05 June 2019
P B Donoghue: innovating the waste market
Eithne McGowan is the finance director of family-owned waste and recycling company P B Donoghue, which has seen three generations running the business for over 40 years. She talks about the company’s success, its relationship with B P Collins and being a woman in a man’s world.
How did you get to where you are today?
Even though I grew up in the family business, I thought my career would head in a different direction after I finished my education. But once I started working for P B Donoghue, I just loved the work and have been here ever since.
I’ve been employed in every single part of the business, from operations to administration – basically everything except driving the trucks with the lads. I initially came in right at the bottom answering telephone calls and worked my way up to become finance director, which is where I am now.
I believe that hard work and a very thick skin is needed in this world. The construction sector is very male dominated - only 13% of the UK workforce are female - but I’ve got an amazing team that redresses that balance.
Higher up in the industry it’s even more male dominated – only one in five construction businesses in Britain have women in senior roles. As a woman in a senior position, it’s important to let people know that you’re not a soft touch and I try to be a role model for other women who would like to move up the career ladder.
Hardest part of the job?
There is a huge shortfall of operational staff in the industry at the moment. The construction sector is really suffering with a lack of qualified people due to Brexit. We have a high number of Eastern European drivers, who form the core of our business, but since Brexit, long term employees are choosing to return home as they feel quite unsettled. The biggest challenge is to keep staff levels up on the driving front.
Best part of the job?
Seeing the business grow. My father came to England when he was 16 and started working for a construction firm. He and my mother took a chance and put all of their savings into one lorry. And here we are over 40 years later. It’s a pleasure to watch the business continuing to grow and my father still has a great sense of pride seeing his name above the door.
How have you contributed to P B Donoghue’s success? How was B P Collins involved in this?
I think our greatest strength is the fantastic team that I’ve built up. We value our people and the contribution they’ve made, particularly the operational systems they’ve put in place and the accreditations they’ve helped the company to achieve.

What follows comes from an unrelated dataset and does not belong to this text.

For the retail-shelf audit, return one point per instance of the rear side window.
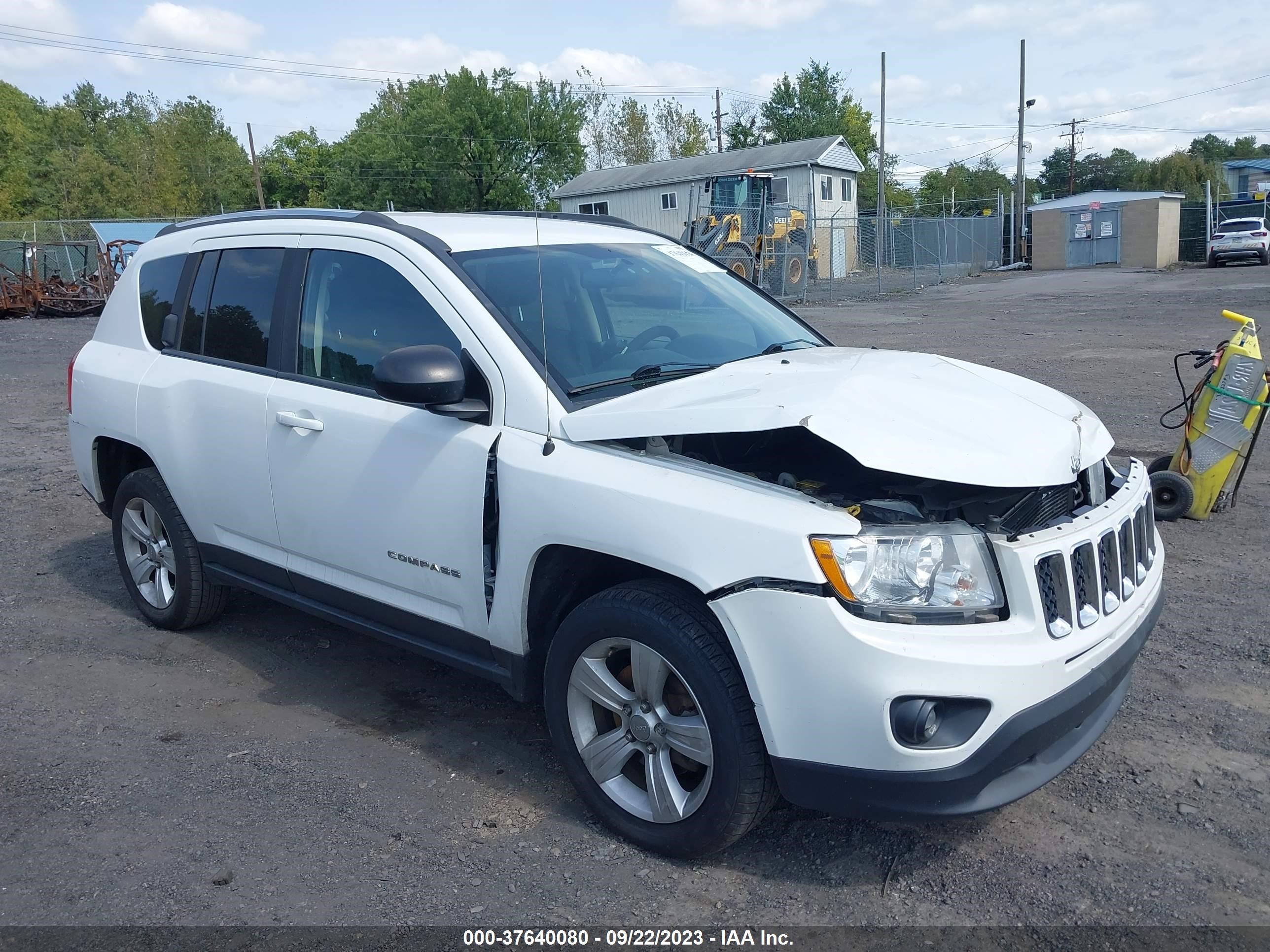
(158, 285)
(356, 309)
(242, 305)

I’m also grateful to B P Collins. who we’ve been working with for four years. They initially advised us on a big claim that a company made against us and we worked very closely with Craig Williams and Rajiv Malhotra, from the dispute resolution team, to overcome that. They’ve been superb. We’ve also worked with Jo Davis on the employment front, who is brilliant too. We see them as a very good support for our business.
What are the company’s plans for the future?
We’ve just invested in a freehold depot in Watford and want to drive it forward. It’s our second depot after Brent Cross. We also wish to keep investing in our recycling services, by keeping up to date with the latest technology, ensuring our workforce is happy and hopefully achieving steady growth.
My son, who has just finished his degree, is now involved in the business. I’m proud to see the next generation coming through who will hopefully drive the company to the next level.
What challenges does your sector face? How do you plan to overcome them?
The biggest challenge is keeping on top of how Brexit will shape the future of recycling.
Compliance changes rapidly too. This year alone, the Mayor of London has already issued new laws around the type of vehicles that are permitted to enter London. It’s imperative that we keep our fleet in line with the new regulations.
If you weren’t the finance director of P B Donoghue, what would you be doing?
If I wasn’t sitting on a beach in Portugal, I think I would have been involved in the fashion industry, as I love shoes and handbags. Who knows, perhaps I would have taken the environmentally conscious recycling ethos of P B Donoghue and been an advocate for upcycling in the industry!